El abogado recuperó la pluma, firmó a su vez con rúbrica, imprimió el sello notarial y volvió a guardar el documento en el maletín, que cerró de golpe, con cierres y llave.

—¡Hecho! —dijo—. Ahora hay constancia oficial de que ha visitado la tumba de su abuelo. No tendré que desheredarle del fondo fiduciario de la familia Pendergast. ¡Al menos de momento!

Soltó una risita.

Pendergast se levantó. El hombrecillo le ofreció una mano regordeta.

—Siempre es un placer, señor Pendergast. ¿Puedo contar con el honor de su compañía dentro de otros cinco años?

—El placer ha sido mío, y también lo será entonces —contestó Pendergast con una sonrisa irónica.

—¡Magnífico! Entonces regreso a la ciudad. ¿Me acompaña usted?
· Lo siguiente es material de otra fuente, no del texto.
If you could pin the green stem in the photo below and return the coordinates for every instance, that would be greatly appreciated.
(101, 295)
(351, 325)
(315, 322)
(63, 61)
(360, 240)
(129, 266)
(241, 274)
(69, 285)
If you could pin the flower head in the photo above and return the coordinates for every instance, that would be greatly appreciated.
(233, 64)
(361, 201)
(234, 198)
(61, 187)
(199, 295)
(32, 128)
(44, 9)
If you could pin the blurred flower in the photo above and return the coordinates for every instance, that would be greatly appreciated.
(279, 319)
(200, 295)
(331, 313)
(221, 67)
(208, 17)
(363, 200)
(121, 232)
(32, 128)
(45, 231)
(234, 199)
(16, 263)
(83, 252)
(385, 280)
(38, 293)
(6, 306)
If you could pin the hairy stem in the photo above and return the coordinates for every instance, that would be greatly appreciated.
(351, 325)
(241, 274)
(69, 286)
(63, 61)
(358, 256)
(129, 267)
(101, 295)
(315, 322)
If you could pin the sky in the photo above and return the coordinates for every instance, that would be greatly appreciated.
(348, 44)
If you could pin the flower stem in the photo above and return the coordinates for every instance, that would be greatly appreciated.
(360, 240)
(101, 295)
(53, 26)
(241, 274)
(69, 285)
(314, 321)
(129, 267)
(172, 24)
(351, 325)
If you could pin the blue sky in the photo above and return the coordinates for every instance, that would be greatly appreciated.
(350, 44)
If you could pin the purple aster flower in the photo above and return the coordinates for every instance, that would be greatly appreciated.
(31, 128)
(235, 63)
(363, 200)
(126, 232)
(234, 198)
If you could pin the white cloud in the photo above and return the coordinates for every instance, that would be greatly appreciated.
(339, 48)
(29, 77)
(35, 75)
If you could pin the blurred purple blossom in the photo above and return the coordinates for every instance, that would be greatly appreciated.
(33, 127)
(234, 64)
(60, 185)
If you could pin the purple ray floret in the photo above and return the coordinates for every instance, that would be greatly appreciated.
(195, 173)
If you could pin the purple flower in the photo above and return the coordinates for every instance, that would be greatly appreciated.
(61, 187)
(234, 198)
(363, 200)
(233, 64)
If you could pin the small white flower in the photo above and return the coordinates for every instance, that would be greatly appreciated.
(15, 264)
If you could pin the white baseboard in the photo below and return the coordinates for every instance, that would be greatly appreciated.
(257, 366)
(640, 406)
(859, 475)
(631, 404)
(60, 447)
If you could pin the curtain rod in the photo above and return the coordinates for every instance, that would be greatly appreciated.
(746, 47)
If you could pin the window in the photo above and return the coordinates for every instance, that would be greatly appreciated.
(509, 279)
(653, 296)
—Creo que pasaré a ver a Maurice. Se llevaría un gran disgusto si me fuera sin hacerle una visita.

—¡Por supuesto! Pensar que ha cuidado de Penumbra sin ayuda de nadie desde hace... ¿Cuánto? ¿Doce años? Sabe, señor Pendergast... —El hombrecillo se acercó y bajó la voz, como si fuera a contarle un secreto—. Debería reformar todo esto, de verdad. Le ofrecerían una cantidad muy respetable. ¡Muy respetable! Hoy en día, estas plantaciones de antes de la guerra hacen furor. ¡Quedaría perfecto como Bed & Breakfast!

—Gracias, señor Ogilby, pero creo que la conservaré un poco más.

—¡Como guste, como guste! Pero no se quede cuando anochezca, con el fantasma de la familia...

El hombrecillo se alejó, riéndose entre dientes y balanceando el maletín. Enseguida desapareció, dejando a Pendergast en el cementerio familiar. Pendergast oyó el motor del Mercedes y un crujido de grava que dejó rápidamente paso al silencio.

Paseó durante unos minutos, leyendo las inscripciones de las lápidas. Cada nombre resucitaba un recuerdo más extraño y excéntrico que el anterior. Muchos de los restos correspondían a miembros de la familia exhumados de las ruinas de la cripta de la mansión Pendergast de la calle Dauphine, tras el incendio; otros antepasados habían expresado su deseo de ser sepultados en el campo.